Do Not Call Registry or Does Not Work Registry?

Are you still getting telemarketing calls at dinnertime and other forms of phone spam?

Maybe you were under the impression that the Federal Trade Commission’s Do Not Call Registry was supposed to do something about this. After all, for years it has been tossed out as the solution for those who complain about telemarketers and robo-calls. If your number is among the over 222,841,484 in the registry, you may already know that it is not very effective. Here’s a look at how ineffective it is: consider the fact that there were 3.5 million complaints about unwanted telephone solicitation made to the registry in 2015, this represents an increase from 3.2 million in 2014. Consider also that the Do Not Call Registry was established 2004 and has grown every year since then. After more than a decade of people registering, unwanted phone calls and robo-calls appear to be bigger business than ever.
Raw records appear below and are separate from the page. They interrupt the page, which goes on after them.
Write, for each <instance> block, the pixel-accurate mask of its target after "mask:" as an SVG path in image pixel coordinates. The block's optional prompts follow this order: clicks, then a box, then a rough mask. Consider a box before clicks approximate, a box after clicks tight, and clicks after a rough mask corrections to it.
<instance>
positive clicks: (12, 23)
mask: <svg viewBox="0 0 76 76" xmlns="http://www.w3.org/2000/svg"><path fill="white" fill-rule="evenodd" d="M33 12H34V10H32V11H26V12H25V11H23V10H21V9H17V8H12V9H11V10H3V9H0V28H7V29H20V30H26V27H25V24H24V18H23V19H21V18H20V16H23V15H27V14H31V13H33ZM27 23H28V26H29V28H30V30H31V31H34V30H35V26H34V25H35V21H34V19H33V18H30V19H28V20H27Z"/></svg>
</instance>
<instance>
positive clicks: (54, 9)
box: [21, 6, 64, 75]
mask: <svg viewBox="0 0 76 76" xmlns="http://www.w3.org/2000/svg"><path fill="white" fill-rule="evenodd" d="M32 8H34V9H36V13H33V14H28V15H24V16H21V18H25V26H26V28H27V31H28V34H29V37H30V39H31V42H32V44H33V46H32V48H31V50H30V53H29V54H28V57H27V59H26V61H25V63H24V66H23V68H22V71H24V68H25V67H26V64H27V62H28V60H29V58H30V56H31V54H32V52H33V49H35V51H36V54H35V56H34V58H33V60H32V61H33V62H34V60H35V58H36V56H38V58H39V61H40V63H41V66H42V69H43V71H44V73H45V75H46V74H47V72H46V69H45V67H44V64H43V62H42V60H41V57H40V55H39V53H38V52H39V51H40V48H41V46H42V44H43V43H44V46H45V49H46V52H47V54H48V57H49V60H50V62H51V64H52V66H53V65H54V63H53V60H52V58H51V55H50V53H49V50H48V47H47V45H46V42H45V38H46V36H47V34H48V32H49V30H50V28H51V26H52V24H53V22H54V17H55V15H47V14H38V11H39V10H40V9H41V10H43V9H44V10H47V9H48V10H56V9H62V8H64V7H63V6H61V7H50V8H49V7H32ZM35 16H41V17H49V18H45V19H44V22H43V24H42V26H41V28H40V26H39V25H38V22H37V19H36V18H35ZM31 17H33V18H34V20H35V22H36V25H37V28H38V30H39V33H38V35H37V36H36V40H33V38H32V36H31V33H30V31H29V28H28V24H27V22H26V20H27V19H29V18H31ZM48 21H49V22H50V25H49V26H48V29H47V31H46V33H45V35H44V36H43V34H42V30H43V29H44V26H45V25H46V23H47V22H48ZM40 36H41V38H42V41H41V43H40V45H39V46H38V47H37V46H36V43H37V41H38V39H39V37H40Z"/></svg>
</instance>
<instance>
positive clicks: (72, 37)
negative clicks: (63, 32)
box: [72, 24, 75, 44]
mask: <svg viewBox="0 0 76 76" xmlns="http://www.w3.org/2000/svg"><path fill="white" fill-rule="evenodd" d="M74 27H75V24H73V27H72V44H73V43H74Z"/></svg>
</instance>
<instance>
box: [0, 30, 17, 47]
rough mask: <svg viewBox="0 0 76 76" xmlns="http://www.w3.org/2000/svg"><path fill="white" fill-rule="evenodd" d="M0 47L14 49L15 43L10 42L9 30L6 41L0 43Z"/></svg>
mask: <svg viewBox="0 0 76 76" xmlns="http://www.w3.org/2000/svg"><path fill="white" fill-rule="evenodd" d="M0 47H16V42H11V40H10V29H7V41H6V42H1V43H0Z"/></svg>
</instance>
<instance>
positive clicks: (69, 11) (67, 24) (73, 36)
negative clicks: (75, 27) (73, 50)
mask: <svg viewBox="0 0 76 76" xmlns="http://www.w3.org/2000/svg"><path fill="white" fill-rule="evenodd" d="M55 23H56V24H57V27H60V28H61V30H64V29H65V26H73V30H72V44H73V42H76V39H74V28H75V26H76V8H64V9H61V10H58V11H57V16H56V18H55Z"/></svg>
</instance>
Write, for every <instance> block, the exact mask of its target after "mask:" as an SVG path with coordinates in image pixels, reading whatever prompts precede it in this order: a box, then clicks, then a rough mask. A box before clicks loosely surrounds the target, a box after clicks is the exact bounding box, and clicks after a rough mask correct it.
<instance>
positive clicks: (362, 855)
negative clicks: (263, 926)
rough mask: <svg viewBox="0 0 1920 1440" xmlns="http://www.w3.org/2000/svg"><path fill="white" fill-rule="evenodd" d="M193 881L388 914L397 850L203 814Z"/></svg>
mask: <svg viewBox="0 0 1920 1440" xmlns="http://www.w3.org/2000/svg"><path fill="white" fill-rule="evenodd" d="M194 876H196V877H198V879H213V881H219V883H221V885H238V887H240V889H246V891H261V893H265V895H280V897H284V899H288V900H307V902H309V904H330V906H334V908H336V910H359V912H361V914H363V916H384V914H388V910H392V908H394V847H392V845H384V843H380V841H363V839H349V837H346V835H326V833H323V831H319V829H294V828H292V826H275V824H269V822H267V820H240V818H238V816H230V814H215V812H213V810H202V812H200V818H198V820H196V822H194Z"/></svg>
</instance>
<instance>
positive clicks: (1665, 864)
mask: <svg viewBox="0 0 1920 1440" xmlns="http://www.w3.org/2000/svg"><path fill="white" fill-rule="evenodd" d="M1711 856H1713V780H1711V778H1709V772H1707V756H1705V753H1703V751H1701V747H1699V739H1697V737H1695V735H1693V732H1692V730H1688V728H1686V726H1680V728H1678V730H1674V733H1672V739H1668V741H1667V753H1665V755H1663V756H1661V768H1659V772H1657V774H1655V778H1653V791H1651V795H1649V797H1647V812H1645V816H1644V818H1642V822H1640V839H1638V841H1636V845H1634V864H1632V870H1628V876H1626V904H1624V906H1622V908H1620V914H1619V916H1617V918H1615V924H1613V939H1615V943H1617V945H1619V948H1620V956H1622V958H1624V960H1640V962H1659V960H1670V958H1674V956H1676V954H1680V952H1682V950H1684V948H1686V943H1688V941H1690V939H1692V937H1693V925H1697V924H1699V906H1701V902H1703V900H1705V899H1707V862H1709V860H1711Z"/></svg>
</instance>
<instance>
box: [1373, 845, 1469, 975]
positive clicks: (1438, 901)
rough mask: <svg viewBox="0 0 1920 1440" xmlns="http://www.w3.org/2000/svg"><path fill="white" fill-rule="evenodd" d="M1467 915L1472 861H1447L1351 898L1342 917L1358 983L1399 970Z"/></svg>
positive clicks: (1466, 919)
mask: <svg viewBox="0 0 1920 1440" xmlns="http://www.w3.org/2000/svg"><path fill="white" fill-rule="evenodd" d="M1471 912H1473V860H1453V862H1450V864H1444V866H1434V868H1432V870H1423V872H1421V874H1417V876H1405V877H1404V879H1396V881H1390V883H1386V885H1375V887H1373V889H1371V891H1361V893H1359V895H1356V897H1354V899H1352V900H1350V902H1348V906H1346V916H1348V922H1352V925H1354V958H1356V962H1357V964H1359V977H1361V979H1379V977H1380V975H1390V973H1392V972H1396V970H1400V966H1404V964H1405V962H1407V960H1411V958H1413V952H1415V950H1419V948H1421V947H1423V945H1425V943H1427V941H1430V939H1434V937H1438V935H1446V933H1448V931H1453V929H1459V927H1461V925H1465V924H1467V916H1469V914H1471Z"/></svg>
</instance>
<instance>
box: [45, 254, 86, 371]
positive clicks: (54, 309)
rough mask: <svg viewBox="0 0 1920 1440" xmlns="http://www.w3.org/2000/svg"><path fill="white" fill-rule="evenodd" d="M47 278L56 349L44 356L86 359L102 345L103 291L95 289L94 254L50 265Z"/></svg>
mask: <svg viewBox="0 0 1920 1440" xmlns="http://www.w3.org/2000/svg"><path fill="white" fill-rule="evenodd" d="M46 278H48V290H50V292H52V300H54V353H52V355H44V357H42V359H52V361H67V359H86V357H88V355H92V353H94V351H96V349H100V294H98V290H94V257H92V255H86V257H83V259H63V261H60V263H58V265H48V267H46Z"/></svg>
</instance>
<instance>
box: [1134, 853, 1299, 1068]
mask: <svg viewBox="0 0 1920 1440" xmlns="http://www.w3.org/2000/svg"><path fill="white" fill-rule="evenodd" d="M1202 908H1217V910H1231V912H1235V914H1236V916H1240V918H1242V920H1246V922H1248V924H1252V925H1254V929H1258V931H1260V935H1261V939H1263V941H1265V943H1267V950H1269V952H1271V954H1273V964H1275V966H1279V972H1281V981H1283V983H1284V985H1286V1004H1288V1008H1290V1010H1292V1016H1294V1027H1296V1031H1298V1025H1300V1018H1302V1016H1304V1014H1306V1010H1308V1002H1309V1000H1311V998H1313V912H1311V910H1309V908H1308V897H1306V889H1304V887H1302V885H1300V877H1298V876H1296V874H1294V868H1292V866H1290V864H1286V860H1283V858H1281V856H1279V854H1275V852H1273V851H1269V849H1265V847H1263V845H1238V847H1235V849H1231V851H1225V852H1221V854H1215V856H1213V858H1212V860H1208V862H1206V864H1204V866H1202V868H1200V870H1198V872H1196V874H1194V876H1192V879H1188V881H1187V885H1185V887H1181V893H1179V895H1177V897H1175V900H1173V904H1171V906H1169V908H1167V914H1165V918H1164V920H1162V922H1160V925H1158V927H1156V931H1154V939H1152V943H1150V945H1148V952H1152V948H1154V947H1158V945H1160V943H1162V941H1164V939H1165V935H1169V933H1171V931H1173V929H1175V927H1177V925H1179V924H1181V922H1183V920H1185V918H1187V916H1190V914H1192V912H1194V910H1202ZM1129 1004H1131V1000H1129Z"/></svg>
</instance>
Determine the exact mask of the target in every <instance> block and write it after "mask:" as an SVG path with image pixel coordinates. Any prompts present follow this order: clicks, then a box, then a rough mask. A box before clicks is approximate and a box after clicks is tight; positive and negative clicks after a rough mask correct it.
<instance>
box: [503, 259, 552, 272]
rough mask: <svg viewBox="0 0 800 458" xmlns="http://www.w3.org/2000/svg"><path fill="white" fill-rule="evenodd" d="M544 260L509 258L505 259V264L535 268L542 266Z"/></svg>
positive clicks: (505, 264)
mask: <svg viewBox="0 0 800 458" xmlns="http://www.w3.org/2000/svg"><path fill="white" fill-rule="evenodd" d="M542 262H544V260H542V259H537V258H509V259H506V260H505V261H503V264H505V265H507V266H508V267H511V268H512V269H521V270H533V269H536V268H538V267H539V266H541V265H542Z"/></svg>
Problems with the Registry
The idea behind the registry was that you were supposed to register your number and report offending calls; however, reporting the offending telemarketers and robo-callers is not easy when they hide their caller ID information. In addition, the Do Not Call legislation has so many loopholes that it is easy to see why many people question its value. For instance, there are various different types of organizations are simply not subject to the legislation and many shady ones that just ignore it. Also to be considered is the fact that registering does not provide you with instant protection, it takes a while to see a drop in the quantity of phone spam. The result is that even with the registry in place and your number in it, you are still likely to be answering the phone during dinner.

The FTC’s Ineffective Enforcement
According to the FTC’s website, they have taken legal action against telemarketers who refuse to abide by the Do Not Call Registry. The FTC states that over the course of the Do Not Call Registry’s existence, they have brought 105 actions against companies due to their violations. They have also imposed $117 million in fines. Given the sheer volume of marketing calls to the millions of households in the United States, this seems barely enough to even qualify as a drop in the bucket. Given that only about 10 cases per year have been brought since the registry came into being, it is not likely to make any meaningful difference. This is despite the fact that Louis Greisman of the FTC’s Bureau of Consumer Protection called the registry “tremendously successful” in his 2013 testimony to Congress.

Is the Do Not Call Registry Completely Ineffective? 
No, not exactly. If you were to sign up today and are willing to wait, you might eventually see a dip in the number of calls you get. At least, that is what some registrants say that they experienced. However, the odds are that would you would continue get some calls since political organizations and other groups are not subject to the registry. Also allowed are calls from entities with which you have a business relationship. Obviously, none of this is what the term “Do Not Call” implies.

So, does any of this mean that it is impossible to keep scammers and telemarketers from disturbing your peace? No. The government has the resources to trace phone calls regardless of the steps spammers take to cover their tracks. They could easily find and prosecute offenders, which would discourage unwanted telephone solicitation. Are they going to do this? Probably not, unless consumers are willing voice their discontent to their elected representatives.